Greats ponder the Johnson effect

2014-02-15 00:00

CENTURION — Right from the start of the first cricket Test match between the two nations Aussie speedster bowler Mitchell Johnson caused chaos amongst the South African batsmen with his pace and aggression.

It was no surprise that the seven wickets he took for 68 runs were a psychological blow to the Proteas.

Former South African great, pace bowler Makhaya Ntini, who took the most Test wickets at SuperSport Park (54 in 10 Tests) said Johnson’s success should also be ascribed to the excellent manner in which he was used by his captain, Michael Clarke.

“He never had him bowling more than four overs during a session and for that reason he was always fresh when he took the ball. He was able to give his all,” said Ntini.

“The batsmen also find it difficult to get used to his slinging action, especially when you face him for the first time. It is mainly the lefthanders who struggle against him because he bowls wide from the wicket and that is an area of attack that they are not used to.

“Everyone struggled to see the short ball in time.
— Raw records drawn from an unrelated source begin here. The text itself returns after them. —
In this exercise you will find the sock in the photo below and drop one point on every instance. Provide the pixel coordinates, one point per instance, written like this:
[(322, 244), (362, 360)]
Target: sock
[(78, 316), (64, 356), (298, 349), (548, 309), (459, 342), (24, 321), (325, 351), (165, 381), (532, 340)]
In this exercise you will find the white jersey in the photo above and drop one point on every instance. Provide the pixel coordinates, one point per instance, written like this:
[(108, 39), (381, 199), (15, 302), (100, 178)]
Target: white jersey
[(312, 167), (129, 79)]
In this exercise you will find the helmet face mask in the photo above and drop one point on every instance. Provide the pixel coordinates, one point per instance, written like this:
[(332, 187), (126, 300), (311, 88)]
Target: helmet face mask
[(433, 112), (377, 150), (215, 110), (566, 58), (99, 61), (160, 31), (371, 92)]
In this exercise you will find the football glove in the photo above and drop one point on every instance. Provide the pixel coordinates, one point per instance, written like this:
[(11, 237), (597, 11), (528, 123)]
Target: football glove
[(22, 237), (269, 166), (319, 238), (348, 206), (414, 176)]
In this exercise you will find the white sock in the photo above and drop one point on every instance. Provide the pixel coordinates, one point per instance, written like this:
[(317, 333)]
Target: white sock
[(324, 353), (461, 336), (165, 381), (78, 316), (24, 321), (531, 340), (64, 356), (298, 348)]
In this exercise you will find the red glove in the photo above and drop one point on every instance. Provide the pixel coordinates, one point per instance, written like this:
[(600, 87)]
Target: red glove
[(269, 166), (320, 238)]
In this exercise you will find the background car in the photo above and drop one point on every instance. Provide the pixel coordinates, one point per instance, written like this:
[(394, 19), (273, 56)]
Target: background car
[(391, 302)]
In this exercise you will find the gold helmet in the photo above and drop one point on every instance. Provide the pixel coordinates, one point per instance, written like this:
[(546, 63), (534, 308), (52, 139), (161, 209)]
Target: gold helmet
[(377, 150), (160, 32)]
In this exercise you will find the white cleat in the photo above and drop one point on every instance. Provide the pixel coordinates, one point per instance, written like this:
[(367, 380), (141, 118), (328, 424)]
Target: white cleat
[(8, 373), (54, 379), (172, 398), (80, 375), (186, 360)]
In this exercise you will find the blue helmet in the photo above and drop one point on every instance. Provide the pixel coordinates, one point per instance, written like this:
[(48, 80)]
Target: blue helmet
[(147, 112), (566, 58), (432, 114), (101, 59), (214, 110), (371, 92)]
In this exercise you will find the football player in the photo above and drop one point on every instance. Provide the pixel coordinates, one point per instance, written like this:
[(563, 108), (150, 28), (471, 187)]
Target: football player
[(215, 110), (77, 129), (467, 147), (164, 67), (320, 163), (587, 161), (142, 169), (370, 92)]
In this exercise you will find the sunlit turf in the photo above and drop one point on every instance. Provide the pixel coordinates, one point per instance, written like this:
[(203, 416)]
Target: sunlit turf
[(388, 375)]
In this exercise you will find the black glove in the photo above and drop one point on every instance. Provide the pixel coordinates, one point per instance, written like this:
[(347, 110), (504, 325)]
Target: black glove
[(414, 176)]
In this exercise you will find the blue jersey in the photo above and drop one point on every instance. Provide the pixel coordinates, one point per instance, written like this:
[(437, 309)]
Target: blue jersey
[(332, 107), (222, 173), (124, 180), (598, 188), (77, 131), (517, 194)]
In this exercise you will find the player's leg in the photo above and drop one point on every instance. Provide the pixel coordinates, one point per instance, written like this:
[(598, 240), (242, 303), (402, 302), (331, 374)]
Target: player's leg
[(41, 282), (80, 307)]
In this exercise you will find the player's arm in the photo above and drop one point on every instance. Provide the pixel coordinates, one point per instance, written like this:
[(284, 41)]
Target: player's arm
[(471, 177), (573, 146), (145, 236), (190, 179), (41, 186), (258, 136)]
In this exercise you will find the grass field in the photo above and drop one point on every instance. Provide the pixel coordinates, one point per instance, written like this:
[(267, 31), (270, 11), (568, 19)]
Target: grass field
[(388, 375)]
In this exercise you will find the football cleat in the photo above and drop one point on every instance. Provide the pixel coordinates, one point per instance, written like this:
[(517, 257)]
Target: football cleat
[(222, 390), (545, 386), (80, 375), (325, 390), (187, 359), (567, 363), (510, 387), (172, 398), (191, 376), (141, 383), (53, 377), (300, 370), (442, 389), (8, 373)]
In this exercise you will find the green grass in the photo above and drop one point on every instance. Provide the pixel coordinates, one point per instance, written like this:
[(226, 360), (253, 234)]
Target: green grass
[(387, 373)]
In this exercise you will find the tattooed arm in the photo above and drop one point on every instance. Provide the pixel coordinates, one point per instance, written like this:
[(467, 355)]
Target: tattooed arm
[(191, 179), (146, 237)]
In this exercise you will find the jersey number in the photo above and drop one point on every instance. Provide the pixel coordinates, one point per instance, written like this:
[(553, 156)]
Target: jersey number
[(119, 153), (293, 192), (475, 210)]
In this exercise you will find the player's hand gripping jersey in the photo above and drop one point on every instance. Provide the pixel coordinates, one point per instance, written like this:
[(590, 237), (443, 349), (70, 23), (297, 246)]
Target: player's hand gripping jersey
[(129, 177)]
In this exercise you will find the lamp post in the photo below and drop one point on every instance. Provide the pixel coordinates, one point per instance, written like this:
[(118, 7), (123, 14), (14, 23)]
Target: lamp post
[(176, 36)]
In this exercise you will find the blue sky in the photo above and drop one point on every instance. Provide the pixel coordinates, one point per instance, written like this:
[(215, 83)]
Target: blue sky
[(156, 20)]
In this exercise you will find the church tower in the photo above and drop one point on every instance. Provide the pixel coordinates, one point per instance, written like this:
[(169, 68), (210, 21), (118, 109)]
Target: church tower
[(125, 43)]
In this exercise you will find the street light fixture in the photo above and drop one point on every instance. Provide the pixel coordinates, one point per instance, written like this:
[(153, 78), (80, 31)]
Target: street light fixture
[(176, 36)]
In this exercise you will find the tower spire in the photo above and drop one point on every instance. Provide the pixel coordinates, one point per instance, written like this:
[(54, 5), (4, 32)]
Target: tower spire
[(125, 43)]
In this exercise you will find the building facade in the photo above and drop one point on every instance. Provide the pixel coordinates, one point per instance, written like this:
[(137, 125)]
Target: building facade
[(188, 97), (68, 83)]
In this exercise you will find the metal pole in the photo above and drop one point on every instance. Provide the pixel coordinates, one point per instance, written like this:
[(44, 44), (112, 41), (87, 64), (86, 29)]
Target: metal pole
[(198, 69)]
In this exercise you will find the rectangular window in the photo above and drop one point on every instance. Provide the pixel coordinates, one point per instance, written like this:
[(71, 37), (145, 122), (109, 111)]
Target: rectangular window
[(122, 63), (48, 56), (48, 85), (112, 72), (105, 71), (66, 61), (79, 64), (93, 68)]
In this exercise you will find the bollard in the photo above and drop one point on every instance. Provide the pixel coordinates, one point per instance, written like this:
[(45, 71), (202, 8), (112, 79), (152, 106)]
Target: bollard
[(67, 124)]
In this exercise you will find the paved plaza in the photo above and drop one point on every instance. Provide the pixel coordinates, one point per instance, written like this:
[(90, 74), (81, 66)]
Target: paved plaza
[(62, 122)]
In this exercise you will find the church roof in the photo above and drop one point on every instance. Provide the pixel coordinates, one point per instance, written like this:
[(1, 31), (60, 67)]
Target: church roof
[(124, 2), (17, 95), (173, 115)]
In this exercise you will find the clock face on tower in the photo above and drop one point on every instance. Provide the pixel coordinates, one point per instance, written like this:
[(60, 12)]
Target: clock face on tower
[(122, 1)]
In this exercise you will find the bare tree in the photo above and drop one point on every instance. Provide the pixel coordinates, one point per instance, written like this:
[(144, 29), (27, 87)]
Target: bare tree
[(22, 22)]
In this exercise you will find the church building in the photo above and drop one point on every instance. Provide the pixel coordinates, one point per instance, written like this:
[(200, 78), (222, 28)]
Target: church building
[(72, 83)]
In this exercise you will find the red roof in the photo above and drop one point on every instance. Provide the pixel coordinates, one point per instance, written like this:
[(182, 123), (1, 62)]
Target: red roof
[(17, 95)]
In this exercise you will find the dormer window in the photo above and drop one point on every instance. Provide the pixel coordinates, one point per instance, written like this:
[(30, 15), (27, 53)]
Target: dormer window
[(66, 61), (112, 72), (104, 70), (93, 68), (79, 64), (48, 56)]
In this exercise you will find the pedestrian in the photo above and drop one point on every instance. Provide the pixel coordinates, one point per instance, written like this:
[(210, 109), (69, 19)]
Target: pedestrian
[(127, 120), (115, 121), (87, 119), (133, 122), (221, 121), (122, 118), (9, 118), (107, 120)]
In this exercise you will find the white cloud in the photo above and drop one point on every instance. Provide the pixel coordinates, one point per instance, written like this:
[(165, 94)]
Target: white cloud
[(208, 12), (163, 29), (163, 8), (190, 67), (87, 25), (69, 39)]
Added to that is that he bowls it from chest height,” added Ntini.

Michael Holding, the once feared West Indian bowler, who was known as the Whispering Death, said it was without doubt a world-class performance.

“You must know what it does to a team, who are sitting in the change-rooms and then see their captain being bowled.

“Graeme Smith is certainly not a Mickey Mouse batsman and one of the best in the world. But he was totally defenceless against Johnson.”

Former England batsman Kevin Pietersen tweeted that one’s instinct sometimes causes you to do things that you should not do when someone bowls to you as quick as Johnson. “Speed causes indecision! And that is the difference between 140 km/h and 150 km/h.”

Two former Australian pace bowlers, Brett Lee and Shaun Tait, told the Daily Telegraph that South Africans will not admit it that they are terrified of Johnson.

“The fear is written on their foreheads,” said Tait.